Biomass particle size (after size reduction) is a curial input process parameter with impacts on both the feedstock preprocessing and bioconversion stages. For example, biomass particle size dictates the energy consumption in the size reduction process [21]. In order to produce biomass with a smaller particle size, more energy is usually consumed [22-26]. Biomass particle size also influences sugar yield in hydrolysis [27-30], and biofuel yield after fermentation is approximately proportional to the former hydrolysis sugar yield [31].

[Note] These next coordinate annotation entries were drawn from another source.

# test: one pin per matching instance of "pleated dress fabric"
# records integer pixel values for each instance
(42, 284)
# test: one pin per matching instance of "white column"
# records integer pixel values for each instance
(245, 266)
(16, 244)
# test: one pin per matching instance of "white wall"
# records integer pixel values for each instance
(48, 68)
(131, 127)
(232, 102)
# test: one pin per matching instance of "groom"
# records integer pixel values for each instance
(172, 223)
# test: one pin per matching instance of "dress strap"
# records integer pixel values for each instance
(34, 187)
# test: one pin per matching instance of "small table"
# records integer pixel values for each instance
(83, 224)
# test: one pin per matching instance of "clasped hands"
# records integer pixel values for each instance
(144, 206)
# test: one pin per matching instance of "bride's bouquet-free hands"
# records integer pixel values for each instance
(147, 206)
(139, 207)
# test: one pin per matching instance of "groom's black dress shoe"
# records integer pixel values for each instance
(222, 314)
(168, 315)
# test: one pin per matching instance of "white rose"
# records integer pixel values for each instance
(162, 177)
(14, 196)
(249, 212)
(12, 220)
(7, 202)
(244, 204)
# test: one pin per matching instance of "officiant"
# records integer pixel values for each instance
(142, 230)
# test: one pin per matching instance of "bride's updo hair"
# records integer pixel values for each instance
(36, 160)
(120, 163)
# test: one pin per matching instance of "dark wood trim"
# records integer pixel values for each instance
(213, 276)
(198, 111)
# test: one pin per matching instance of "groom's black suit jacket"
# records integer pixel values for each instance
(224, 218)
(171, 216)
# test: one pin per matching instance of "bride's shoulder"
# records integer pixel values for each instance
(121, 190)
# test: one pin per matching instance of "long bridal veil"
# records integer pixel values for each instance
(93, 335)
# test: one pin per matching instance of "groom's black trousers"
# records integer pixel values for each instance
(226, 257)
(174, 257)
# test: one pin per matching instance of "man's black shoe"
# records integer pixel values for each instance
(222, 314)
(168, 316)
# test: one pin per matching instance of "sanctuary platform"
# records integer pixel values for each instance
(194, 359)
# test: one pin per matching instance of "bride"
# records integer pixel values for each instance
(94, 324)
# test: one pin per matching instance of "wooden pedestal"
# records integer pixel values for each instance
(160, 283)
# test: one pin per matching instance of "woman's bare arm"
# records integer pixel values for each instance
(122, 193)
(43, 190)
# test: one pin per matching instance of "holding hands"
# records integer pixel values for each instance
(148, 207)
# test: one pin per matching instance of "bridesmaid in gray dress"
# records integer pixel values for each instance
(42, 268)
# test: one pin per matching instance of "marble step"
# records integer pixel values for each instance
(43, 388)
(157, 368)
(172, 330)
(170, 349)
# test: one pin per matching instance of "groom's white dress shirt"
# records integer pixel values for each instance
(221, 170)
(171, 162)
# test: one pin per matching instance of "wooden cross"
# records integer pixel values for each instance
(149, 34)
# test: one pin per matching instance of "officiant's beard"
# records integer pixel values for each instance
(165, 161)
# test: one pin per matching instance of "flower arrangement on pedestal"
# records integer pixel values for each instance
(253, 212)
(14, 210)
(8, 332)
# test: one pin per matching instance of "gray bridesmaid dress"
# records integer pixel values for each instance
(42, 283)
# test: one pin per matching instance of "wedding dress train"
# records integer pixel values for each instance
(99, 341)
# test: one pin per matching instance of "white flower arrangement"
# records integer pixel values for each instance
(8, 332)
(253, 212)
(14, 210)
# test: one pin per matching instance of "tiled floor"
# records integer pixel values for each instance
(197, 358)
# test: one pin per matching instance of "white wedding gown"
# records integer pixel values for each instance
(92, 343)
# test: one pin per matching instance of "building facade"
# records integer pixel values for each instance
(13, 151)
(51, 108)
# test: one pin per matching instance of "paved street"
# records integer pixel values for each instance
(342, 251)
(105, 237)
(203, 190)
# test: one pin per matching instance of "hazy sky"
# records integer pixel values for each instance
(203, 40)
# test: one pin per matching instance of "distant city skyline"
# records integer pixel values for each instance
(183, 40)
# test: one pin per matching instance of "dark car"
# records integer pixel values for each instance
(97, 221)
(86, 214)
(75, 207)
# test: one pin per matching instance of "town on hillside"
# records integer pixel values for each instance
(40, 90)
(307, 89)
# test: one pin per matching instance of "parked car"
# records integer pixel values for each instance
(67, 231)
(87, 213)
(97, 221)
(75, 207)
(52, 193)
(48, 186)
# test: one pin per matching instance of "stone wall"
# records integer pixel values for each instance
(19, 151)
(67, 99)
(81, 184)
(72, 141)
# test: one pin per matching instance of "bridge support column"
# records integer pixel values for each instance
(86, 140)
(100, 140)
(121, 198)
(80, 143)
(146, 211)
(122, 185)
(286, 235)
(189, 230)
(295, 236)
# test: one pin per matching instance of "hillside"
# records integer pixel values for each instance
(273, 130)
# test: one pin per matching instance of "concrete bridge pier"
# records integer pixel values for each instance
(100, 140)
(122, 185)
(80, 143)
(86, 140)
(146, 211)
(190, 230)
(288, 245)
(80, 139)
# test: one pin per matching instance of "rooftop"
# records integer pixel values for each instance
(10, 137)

Many studies have been conducted to investigate the effects of biomass particle size in cellulosic biofuel manufacturing. However, as summarized in Table 1, the reported relationships are inconsistent. More importantly, it has been found that most reported studies focus on the effects of biomass particle size on a specific process or a single output parameter; references on the effects of biomass particle size throughout both the feedstock preprocessing and bioconversion stages are quite limited. As a result, in the current literature, there are no commonly accepted guidelines on how to select biomass particle size in order to conserve energy in the feedstock preprocessing stage while still achieving good biofuel yield in the bioconversion stage. This study presents a comprehensive experimental investigation on the conversion of three biomass materials into fermentable sugars and studies the effects of biomass particle size on various evaluation parameters throughout the multistage biofuel manufacturing process.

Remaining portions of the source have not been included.